Comment comprendre que malgré la présence de toutes les forces souhaitées par la France sur le sol malien, la crise sécuritaire du nord s’est enflammée vers centre et tout le pays est mis sous zone rouge, hormis Bamako, selon le dernier rapport du Quai d’Orsay (ministère français des Affaires étrangères). En clair, interdiction formelle est faite aux ressortissants français de se rendre dans ces zones si leur présence n’est pas nécessaire. Cette guerre a engendré beaucoup des pertes en vies humaines, un manque à gagner énorme pour des populations vivant essentiellement de tourisme, d’agriculture.
Assetou Founè Samaké, ancienne ministre, estime que les Maliens commencent à comprendre ! Des grognes populaires commencent à se multiplier pour décrier cette guerre que la France nous impose.
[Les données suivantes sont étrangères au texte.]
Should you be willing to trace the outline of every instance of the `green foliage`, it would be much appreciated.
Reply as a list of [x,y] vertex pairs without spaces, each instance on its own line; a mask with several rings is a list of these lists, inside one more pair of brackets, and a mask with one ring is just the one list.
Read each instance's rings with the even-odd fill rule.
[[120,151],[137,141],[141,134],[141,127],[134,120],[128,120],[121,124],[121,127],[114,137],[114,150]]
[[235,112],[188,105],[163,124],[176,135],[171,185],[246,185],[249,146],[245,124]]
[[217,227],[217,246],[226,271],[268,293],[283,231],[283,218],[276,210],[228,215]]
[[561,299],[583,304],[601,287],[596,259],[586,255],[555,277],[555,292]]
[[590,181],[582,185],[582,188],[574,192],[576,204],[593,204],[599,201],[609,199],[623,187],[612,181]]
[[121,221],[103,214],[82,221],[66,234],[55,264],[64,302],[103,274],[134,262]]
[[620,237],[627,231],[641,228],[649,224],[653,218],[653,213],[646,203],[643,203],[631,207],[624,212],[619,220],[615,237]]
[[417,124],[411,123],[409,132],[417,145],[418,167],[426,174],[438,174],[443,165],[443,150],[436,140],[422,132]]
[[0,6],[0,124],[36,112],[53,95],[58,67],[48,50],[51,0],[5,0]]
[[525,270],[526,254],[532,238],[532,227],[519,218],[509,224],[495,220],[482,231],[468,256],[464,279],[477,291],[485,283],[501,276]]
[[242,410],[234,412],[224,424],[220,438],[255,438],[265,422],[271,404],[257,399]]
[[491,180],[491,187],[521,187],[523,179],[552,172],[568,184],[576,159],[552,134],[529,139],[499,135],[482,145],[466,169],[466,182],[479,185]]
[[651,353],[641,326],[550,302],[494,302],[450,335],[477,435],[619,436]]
Pour elle, le sommet de Pau sonne comme des représailles de la France contre les chefs d’Etats du sahel suite à ces soulèvements populaires contre la France. Que s’est-il passé à Pau ?
« Macron a été intraitable sur un quelconque retrait de la France et il ordonna à ces chefs d’Etat de faire taire toutes les voix qui se soulevaient contre leur présence au sahel ». Six mois plus tard, en Mauritanie le chef d’Etat malien et celui du Burkina-Faso se faisaient sermonner par Macron. Le diktat de la France continue toujours dans ses anciennes colonies. Une démocratie taillée sur du conformisme aux souhaits de la France. Le Mali comme tous les autres pays sous son influence ont du mal à amorcer le chemin du développement de 1960 à nos jours.
Selon Aminata Dramane Traoré, après 6o ans, l’heure de la rupture est arrivée ! Aujourd’hui ceux qui nous ont contraints à suivre des voies qui n’étaient pas les nôtres traversent des difficultés qui doivent nous pousser à réfléchir. Pendant 60 ans, beaucoup de choses ont été essayées et malgré tout rien n’a bougé pratiquement. Ce qui s’impose à nous maintenant c’est de remettre en cause ces 60 années d’indépendance. La prise de conscience se fait lentement, mais le mouvement prend corps. A en juger par le meeting du Mouvement France dégage.
L’échec des modèles de développement imposés incitent à mettre à plat l’ensemble des problèmes et puiser dans nos ressorts culturels toute la force indispensable au progrès. C’est à ce seul prix que le Mali nouveau « Mali kura » va naître.